Tonic immobility (TI), also known as death feigning or animal hypnosis, is a reversible state of motor inhibition that is not only triggered by postural inversion and/or movement restraining maneuvers but also by repetitive stimulation and pressure on body parts. Evidence has demonstrated that the basolateral nucleus of the amygdala (BLA) is particularly associated with defensive behavior that involves the emotional states of fear and anxiety. In addition, some reports have demonstrated that serotonin (5-HT) released in the amygdala is increased during states of stress and anxiety, principally in the BLA. In the present study, we investigated the effects of serotonergic activation of the BLA on the duration of TI. The results showed that the microinjection of 5-HT (3.0 microg) into the BLA decreased the duration of TI. Similarly, the administration of a 5-HT1A agonist (0.1 microg of 8-hydroxy-dipropylaminotretalin) or 5-HT2 agonist (0.1 microg of alpha-methyl-5-HT) into the BLA reduced the TI duration. The effect of 5-HT2 agonist was reversed by pretreatment with a dose that had no effect per se (0.01 microg) of ketanserin (5-HT2 receptor antagonists) into the BLA. Moreover, the activation of 5-HT1A and 5-HT2 receptors in the BLA did not alter the spontaneous motor activity in the open field test. The results of the present study indicate that the serotonergic system of the BLA possibly produces a reduction in fear and/or anxiety that reduces the TI duration in guinea pigs, but this is not due to increased spontaneous motor activity induced by serotonergic activation, which might affect TI duration non-specifically.

Role of opioidergic and GABAergic neurotransmission of the nucleus raphe magnus in the modulation of tonic immobility in guinea pigs

Tonic immobility (TI) is an inborn defensive behavior characterized by a temporary state of profound and reversible motor inhibition elicited by some forms of physical restraint. Previous results from our laboratory have demonstrated that nucleus raphe magnus (NRM) is also a structure involved in the modulation of TI behavior, as chemical stimulation through carbachol decreases the duration of TI in guinea pigs. In view of the fact that GABAergic and opioidergic circuits participate in the regulation of neuronal activity in the NRM and since these neurotransmitters are also involved in the modulation of TI, the objective of the present study was to evaluate the role of these circuits of the NRM in the modulation of the behavioral TI response.

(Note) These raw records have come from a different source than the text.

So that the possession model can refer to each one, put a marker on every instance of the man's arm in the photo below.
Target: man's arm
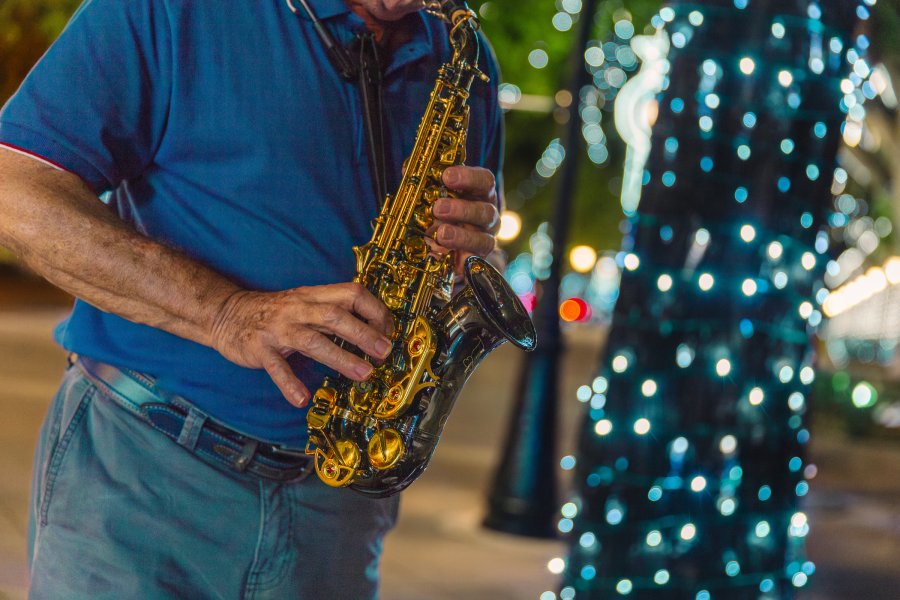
(59, 228)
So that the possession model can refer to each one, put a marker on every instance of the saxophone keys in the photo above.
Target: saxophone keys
(385, 449)
(392, 296)
(415, 347)
(337, 468)
(415, 248)
(319, 414)
(424, 216)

Microinjection of morphine (4.4 nmol/0.2 microl) or bicuculline (0.4 nmol/0.2 microl) into the NRM increased the duration of TI episodes while muscimol (0.5 nmol/0.2 microl) decreased it. The effect of morphine injection into the NRM was blocked by previous microinjection of naloxone (2.7 nmol/0.2 microl). Muscimol at 0.25 nmol did not produce any change in TI duration; however, it blocked the increased response induced by morphine. Our results indicate a facilitatory role of opioidergic neurotransmission in the modulation of the TI response within the NRM, whereas GABAergic activity plays an inhibitory role. In addition, in the present study the modulation of TI in the NRM possibly occurred via an interaction between opioidergic and GABAergic systems, where the opioidergic effect might be due to inhibition of tonically active GABAergic interneurons.

The lateral hypothalamus in the modulation of tonic immobility in guinea pigs.

THE lateral hypothalamus has been reported to be involved in the organization of aggression and predatory attack but not in behavioral inhibition responses such as tonic immobility (TI). TI may be defined as an inborn behavioral inhibition characterized by profound physical inactivity and relative lack of responsiveness to the environment, triggered by an intense sensation of fear generated during prey—predator confrontation. Our study indicates that cholinergic stimulation of anterior regions of the lateral hypothalamus of guinea pigs potentiates the duration of TI episodes, while stimulation of medial and posterior regions of this structure promotes a decrease in TI duration, suggesting that the lateral hypothalamus modulates the duration of TI episodes in a differentiated manner.